FOX 8’s Nancy Parker has done several special reports detailing the signs and symptoms of blood clots. Shortly after these reports, area hospitals initiated a protocol that screens every incoming patient regarding their risks for blood clots. TEDS and pneumatic leg pumps are now standard procedure for high-risk patients.
Unfortunately, often when the patient leaves the hospital, that attention to detail ends. It is still the responsibility of the individual to know one’s body and to educate oneself to whatever danger surgery may bring . Pain means something is wrong. And if it’s something you’ve never experienced before, always error on the side of caution. Get to the hospital and give them the chance to save your life.
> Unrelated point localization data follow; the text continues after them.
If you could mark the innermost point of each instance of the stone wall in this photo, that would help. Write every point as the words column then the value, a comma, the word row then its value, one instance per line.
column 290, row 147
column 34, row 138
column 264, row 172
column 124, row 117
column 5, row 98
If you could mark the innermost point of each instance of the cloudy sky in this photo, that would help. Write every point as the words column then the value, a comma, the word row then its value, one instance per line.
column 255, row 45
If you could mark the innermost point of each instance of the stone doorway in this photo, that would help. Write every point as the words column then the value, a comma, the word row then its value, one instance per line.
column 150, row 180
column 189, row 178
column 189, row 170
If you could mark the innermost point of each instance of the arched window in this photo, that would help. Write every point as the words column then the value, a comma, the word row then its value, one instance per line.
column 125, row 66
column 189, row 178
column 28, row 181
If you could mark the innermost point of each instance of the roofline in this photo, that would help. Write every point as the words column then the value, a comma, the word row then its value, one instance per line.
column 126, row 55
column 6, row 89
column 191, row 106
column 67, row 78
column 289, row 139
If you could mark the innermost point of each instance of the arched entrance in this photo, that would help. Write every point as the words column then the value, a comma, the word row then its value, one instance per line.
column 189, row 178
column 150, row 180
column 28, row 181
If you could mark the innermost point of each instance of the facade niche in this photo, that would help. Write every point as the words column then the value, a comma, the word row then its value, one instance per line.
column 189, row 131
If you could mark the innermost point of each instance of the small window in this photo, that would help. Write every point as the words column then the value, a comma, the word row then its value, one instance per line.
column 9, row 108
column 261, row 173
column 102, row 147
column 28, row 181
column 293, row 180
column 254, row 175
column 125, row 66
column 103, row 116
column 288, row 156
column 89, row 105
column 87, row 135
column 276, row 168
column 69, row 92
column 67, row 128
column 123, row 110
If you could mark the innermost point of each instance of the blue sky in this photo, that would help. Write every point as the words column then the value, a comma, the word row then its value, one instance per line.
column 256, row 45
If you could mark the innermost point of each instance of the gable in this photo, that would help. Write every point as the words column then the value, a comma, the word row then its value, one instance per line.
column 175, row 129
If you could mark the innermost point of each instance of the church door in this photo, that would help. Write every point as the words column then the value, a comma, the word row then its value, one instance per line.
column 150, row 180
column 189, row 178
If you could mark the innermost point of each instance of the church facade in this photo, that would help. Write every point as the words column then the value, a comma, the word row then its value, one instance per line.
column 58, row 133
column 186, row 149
If you’re going to have any type of surgery below your waist, (Such as hip replacement, or knee replacement,) make sure you ask your doctor, “What are you going to do to prevent blood clots after surgery?” If the doctor says, “Don’t worry about that,” go find another doctor.
Educate yourself regarding any surgery you’re going to have. Visit www.preventdvt.org online and discover your risk factors for developing blood clots. I have also learned that up to 20 percent of Americans have a “hypercoagulable disorder” that makes their blood over-clot. These disorders are inherited and go by the names of factor V Leiden, Protein C deficiency and Protein S deficiency. I’m sure Paula probably had one of these conditions as she had such a strong family history of developing blood clots.
Look back in your family tree. See if any grandparents, aunts, uncles or cousins died from strokes or heart attacks. They easily could have died of PE, sending you a clear signal that you have family history and reminding you to pay attention to your health anytime you get injured or have surgery. Take charge of your body so you can help your doctor keep you safe.
I have found happiness again with my new wife Brenda. I will never take her health for granted. This is a second chance for me and I have learned by my mistakes. We live for today as tomorrow may never come. Paula’s story will guide me for the rest of my life and I hope it will do the same for you.